Consensus is growing that the missile guidelines which limit the range of South Korea's missiles to 300 km and the payload to 500 kg are out of date. The guidelines were first agreed with the U.S. in 1979, when the commander of U.S. Forces Korea, John Wickham, sent a letter to then defense minister Roh Jae-hyun asking that the South's missiles should not exceed 180 km in range and carry payloads of less than 500 kg, which Roh accepted.

The range was extended to 300 km in a revision of the guidelines in 2001, and talks for another revision have been under way since January last year.

If North Korea launches a surprise attack against South Korea, the South may have to counterattack from the southern part of the Korean Peninsula, which is likely to suffer less damage. To make that possible, the government says, the range of South Korean missiles must be extended to 800-1,000 km. But the U.S. says a range of 550 km would be enough to achieve the purpose and anything longer could worry China and Japan.

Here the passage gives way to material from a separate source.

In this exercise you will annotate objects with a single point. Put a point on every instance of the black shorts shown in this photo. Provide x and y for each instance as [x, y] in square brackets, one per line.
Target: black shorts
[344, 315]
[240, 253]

A total of 33 countries have signed the Missile Technology Control Regime, which limits the export of missiles with ranges of more than 300 km and payloads that exceed 500 kg, and the U.S. has separate bilateral agreements with a number of countries including South Korea, Argentina, Brazil and South Africa that prevent them from developing missiles beyond a certain range. The reason Washington is hesitant to revise the agreement with South Korea is because it fears that other countries would then seek similar treatment.

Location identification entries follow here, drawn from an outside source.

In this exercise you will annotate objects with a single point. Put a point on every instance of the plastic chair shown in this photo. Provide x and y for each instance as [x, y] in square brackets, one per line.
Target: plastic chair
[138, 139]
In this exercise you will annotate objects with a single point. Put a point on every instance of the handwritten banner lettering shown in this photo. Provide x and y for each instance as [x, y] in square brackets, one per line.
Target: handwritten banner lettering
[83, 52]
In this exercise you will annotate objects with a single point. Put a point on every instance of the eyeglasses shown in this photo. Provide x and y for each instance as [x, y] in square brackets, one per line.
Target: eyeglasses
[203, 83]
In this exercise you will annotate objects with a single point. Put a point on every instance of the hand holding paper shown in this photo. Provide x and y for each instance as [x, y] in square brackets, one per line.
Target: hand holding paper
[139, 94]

But South Korea is not a signatory of the MTCR and faces a unique security situation confronted with North Korea, which continues to extend the range of its missiles. The North's Rodong missiles have a range of 1,300 km and are capable of attacking anywhere in Japan. It is also testing intercontinental ballistic missiles. China has ICBMs with a range of more than 2,000 km, and Japan has the rocket technology to manufacture ICBMs any time. It makes no sense under these circumstances for the U.S. to worry that extending the range of South Korea's missiles would upset China and Japan.

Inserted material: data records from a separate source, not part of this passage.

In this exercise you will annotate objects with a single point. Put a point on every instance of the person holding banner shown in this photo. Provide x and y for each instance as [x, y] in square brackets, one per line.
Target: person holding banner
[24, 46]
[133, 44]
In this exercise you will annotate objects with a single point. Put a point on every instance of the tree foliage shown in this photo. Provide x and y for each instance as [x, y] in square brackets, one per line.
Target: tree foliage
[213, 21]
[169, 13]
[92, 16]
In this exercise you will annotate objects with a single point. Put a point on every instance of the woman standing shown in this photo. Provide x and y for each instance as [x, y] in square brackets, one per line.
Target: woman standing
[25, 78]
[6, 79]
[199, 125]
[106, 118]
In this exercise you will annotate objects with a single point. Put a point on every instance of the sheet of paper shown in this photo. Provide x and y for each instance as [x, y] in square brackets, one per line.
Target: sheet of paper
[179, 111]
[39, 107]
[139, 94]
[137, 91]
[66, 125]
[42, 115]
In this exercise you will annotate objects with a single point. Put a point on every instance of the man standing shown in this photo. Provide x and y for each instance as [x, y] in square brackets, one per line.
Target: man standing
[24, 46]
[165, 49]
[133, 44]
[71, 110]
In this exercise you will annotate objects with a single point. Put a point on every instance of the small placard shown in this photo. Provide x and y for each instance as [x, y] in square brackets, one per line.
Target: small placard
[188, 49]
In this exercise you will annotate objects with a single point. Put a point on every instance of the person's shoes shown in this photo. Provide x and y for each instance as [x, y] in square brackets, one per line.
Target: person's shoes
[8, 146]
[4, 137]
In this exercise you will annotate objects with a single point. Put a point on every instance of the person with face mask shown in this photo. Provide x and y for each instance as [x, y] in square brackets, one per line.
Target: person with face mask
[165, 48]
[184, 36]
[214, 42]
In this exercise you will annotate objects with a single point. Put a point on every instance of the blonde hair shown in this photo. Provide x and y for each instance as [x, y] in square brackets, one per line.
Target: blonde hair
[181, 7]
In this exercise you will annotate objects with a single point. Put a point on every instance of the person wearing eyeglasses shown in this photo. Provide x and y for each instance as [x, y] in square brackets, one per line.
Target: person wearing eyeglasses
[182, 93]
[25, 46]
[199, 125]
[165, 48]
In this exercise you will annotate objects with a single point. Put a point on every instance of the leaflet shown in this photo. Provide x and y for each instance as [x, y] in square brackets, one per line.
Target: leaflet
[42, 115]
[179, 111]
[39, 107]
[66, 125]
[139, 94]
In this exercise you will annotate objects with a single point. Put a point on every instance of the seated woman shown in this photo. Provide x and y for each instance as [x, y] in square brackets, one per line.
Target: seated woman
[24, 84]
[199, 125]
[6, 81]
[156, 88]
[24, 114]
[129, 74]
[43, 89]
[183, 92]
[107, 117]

South Korea, moreover, is armed only with conventional weapons. It would only raise suspicions if Washington continues to pressure Seoul with a bilateral agreement struck before the North Korean nuclear threat existed, even though it is evident how vulnerable South Korea now is. Why does the U.S. want to shackle South Korea when it is aware that North Korea could launch a preemptive attack at any time? These suspicions will only strain the Seoul-Washington alliance.